Well my girls didn't cooperate with me, since they are Boer type mostly I put the buck in with them for September/October/November babies but apparently they didn't take. I ran the whole herd together this summer thinking they were bred. I was really trying to avoid the colder months! I am new at this and we have limited space.

I did have spring babies this year. Still got cold plus all the rain and mud, I was thinking fall babies would be nice. Also the market for meat goats is hot around Easter time.

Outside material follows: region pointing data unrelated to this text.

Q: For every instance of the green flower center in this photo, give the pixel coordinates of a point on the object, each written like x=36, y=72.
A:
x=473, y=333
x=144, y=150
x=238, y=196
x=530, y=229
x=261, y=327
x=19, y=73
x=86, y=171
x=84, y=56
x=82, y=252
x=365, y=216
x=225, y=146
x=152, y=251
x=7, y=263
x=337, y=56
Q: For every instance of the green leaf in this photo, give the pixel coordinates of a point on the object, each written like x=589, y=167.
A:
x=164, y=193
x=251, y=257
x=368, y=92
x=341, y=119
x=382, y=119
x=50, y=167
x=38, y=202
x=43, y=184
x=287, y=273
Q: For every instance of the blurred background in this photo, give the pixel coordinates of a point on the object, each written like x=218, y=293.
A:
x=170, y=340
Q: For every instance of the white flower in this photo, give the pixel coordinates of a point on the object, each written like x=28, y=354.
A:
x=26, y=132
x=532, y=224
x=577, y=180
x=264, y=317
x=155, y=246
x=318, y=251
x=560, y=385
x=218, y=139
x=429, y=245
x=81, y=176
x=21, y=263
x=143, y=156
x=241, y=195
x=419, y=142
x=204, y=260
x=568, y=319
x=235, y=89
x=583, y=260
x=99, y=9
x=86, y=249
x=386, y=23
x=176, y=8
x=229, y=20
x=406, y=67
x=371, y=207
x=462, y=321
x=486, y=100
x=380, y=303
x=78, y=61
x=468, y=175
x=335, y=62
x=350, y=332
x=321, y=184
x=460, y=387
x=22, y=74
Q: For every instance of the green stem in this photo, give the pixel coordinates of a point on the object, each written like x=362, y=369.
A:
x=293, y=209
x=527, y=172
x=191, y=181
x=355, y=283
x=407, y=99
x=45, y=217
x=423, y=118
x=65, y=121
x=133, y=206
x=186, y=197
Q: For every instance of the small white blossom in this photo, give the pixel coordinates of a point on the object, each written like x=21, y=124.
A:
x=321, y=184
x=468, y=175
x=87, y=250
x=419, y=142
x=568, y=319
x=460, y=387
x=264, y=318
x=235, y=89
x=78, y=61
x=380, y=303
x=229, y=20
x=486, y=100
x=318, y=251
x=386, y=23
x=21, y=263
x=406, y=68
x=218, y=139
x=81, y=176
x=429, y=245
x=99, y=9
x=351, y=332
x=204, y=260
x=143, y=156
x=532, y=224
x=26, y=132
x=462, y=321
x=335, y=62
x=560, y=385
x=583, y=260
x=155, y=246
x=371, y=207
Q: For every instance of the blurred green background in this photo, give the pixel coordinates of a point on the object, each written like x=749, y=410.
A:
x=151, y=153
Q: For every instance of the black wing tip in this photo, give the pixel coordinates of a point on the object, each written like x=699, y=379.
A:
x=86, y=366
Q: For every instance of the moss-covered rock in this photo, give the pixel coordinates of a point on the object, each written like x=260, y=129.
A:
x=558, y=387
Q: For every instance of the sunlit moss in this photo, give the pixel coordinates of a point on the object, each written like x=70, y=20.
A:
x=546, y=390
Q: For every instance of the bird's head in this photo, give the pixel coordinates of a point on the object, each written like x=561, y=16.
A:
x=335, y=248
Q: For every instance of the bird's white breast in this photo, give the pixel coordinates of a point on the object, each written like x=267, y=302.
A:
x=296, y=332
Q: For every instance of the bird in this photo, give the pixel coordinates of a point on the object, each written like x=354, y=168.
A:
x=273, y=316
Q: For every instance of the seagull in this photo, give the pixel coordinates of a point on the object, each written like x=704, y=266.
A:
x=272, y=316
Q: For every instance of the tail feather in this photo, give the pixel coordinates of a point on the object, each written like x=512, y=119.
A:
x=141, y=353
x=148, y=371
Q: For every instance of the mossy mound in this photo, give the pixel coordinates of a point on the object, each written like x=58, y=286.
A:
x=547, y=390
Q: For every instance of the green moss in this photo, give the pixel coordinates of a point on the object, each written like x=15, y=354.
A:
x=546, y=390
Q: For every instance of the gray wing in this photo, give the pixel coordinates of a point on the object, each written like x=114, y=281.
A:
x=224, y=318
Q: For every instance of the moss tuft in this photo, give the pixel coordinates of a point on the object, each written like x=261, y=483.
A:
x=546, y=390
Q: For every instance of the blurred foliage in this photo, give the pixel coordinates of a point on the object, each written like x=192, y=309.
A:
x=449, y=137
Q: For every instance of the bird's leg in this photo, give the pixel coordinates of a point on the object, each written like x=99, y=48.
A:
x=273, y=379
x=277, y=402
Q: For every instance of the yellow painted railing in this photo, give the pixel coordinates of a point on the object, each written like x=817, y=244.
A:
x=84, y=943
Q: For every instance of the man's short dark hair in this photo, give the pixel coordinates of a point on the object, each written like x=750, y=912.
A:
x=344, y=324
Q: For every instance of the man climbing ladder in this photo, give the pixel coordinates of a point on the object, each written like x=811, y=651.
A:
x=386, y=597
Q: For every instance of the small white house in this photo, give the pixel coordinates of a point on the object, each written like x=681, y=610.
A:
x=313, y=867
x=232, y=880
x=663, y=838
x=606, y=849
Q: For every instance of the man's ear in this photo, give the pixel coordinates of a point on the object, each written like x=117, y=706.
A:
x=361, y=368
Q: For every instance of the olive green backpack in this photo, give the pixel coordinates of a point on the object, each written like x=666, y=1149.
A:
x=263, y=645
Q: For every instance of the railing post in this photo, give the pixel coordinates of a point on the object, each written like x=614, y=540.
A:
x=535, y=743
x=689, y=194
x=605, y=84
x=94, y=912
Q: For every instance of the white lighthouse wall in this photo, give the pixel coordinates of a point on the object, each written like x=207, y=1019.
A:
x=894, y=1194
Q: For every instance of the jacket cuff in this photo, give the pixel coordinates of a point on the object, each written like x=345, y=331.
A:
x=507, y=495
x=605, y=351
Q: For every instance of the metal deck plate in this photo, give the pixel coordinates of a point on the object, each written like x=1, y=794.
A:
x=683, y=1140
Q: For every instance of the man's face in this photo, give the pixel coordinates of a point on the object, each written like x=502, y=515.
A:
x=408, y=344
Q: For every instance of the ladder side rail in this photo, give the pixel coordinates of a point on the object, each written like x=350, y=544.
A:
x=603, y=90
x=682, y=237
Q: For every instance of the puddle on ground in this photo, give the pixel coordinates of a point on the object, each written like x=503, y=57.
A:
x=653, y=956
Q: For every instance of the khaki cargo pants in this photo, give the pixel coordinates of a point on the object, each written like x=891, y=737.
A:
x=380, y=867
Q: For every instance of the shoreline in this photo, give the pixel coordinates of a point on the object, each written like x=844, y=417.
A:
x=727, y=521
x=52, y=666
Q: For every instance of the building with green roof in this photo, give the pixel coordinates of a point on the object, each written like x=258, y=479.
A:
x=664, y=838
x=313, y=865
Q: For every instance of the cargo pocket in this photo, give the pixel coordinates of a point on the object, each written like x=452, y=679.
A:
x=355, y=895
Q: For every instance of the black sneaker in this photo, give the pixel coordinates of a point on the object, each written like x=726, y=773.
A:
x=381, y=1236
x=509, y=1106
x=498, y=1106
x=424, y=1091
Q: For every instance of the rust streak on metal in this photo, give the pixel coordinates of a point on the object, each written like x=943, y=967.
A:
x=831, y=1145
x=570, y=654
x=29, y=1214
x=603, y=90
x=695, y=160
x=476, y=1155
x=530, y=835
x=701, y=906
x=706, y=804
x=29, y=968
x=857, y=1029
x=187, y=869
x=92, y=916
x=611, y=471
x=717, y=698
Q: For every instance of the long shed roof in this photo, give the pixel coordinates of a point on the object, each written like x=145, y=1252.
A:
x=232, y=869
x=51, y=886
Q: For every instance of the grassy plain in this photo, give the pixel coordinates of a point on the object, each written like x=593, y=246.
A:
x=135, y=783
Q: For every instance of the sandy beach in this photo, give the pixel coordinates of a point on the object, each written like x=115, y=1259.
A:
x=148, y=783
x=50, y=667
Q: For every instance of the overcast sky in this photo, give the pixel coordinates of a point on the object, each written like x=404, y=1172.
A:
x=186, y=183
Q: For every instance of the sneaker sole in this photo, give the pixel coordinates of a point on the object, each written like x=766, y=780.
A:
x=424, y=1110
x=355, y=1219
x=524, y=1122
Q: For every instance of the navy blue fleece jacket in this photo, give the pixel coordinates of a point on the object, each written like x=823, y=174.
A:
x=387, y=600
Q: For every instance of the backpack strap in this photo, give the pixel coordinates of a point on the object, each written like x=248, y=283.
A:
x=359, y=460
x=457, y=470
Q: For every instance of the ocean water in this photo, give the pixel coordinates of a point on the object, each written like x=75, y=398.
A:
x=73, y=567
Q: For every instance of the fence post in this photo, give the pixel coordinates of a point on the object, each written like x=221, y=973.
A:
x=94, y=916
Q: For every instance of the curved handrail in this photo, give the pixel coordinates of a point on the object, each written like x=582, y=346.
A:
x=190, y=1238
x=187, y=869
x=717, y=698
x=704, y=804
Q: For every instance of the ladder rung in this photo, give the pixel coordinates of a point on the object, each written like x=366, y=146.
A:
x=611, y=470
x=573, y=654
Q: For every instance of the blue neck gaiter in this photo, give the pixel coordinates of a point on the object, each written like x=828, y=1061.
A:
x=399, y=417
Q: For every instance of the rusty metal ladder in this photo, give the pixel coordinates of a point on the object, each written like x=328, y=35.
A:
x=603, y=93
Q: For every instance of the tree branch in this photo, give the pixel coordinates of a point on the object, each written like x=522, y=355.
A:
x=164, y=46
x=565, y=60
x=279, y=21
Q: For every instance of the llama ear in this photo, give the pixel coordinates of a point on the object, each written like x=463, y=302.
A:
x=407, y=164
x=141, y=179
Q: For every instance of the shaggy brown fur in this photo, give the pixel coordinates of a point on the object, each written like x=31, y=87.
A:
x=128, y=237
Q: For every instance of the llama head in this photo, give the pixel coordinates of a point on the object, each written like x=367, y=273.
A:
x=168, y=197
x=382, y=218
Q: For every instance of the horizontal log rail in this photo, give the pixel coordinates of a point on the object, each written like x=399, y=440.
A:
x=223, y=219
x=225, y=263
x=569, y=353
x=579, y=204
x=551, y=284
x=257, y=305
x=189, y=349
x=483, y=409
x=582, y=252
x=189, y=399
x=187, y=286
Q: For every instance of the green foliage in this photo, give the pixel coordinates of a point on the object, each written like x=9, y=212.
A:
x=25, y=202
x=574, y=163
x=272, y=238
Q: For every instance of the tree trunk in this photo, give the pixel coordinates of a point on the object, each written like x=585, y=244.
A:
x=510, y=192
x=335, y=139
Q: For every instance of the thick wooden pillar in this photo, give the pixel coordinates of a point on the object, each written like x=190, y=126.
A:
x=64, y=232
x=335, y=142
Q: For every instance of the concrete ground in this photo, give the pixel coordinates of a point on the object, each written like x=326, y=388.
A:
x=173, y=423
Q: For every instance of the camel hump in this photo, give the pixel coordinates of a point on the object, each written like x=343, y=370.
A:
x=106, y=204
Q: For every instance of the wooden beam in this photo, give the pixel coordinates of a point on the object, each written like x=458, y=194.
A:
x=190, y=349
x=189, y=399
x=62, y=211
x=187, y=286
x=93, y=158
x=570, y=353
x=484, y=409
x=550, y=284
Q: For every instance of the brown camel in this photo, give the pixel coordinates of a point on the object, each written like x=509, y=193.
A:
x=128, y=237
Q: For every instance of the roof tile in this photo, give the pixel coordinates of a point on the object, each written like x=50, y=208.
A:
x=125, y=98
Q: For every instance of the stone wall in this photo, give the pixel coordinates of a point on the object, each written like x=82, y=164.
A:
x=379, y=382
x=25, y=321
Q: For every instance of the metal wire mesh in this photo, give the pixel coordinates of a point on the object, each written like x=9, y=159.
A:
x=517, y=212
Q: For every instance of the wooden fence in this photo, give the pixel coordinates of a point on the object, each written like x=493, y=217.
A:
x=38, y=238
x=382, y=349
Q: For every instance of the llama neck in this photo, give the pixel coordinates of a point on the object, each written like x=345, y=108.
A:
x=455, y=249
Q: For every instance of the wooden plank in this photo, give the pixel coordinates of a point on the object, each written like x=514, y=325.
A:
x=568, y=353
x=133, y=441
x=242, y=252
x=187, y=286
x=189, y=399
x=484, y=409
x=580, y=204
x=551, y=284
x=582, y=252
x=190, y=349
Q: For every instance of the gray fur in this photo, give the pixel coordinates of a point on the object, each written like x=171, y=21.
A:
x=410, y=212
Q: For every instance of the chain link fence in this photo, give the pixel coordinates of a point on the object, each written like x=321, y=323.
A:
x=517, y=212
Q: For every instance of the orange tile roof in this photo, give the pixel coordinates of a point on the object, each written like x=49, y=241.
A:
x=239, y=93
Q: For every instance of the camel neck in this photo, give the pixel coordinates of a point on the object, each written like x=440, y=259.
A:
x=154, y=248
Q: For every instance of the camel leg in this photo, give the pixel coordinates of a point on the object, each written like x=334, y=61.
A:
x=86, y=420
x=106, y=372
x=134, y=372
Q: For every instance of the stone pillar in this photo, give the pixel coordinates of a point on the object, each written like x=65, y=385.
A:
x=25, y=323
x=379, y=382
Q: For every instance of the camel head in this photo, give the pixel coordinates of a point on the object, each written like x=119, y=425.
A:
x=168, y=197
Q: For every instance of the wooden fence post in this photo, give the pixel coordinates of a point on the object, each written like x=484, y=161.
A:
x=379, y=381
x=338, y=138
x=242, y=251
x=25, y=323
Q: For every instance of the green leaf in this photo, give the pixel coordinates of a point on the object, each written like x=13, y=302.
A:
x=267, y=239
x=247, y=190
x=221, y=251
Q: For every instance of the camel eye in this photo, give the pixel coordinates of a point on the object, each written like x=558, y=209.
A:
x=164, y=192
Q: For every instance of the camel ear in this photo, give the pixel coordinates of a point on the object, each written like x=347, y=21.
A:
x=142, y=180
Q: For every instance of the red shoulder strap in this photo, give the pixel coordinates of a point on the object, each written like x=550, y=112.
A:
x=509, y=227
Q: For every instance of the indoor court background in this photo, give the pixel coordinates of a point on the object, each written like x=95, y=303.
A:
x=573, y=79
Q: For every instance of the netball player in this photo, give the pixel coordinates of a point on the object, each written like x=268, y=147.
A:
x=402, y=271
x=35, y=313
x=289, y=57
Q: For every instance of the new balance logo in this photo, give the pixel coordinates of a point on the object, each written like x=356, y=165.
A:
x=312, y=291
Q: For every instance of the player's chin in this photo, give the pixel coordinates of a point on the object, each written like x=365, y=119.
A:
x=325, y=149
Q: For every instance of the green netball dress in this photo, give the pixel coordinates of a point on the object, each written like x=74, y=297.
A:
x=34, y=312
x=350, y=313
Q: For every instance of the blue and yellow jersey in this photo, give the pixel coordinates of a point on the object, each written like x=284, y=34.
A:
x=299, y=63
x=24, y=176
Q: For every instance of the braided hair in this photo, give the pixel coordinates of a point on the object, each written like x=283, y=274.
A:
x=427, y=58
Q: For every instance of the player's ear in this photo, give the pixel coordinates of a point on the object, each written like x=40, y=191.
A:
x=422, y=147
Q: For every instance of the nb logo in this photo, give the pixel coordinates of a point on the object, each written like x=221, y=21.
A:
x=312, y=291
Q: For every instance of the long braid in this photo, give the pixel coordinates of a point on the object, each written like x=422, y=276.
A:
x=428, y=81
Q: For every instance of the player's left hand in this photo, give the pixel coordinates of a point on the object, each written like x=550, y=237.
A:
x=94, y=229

Just to let you know, it got down to 5 degrees last night. I checked on the babies during the night and they were laying beside Mom instead of their little box. They look good this morning, sucking on mom and then hopping around  Makes it worth all the work watching little ones learn how to play.


----------



## gccrook (Nov 21, 2003)

We just had Nubian kids. 2 a week ago Sunday, and 2 this past sunday. These last two were not nursing good, and it got real cold (25) and they just about did not make it. My wife took them to the vet who put them in a warm water bath, and told us to keep them inside, warm and fed for a couple of days or until they were walking about strongly. That was yesterday, and today they are doing much better. The mother was really bawling for them, so we brought her in to the back porch and brought her kids to her. She took right to them, and they began nursing. Hopefully they can go out tommorrow or the next day. She is a first time mother, and I think she will do great. The 2 kids born a week ago, have had no problem with the temperatures. Down to 19 last night.


----------



## JAS (Oct 15, 2003)

Well, I had a doe give birth last night in -6 temperature. I didn't think she would deliver yet as her bag was not filling out. I wonder if something else is wrong with her. She was not penned up and went outside, gave birth and went inside--left the babies out. She was a very good mother last year? I found them soon after but one was frozen already and I am trying to save the other one :waa: If he makes it he will be looking similar to a lamacha--his ears were frozen. I tried milking the mother and could not get anything? We checked her again this morning and still nothing? I got some Closterum (sp) from a friend this morning, hopefully we can nurse him back. The temperatures are going to hang around 5 til Christmas, ugh. The other kids seem to be doing well--come out to nurse and then climb back into their holes.


----------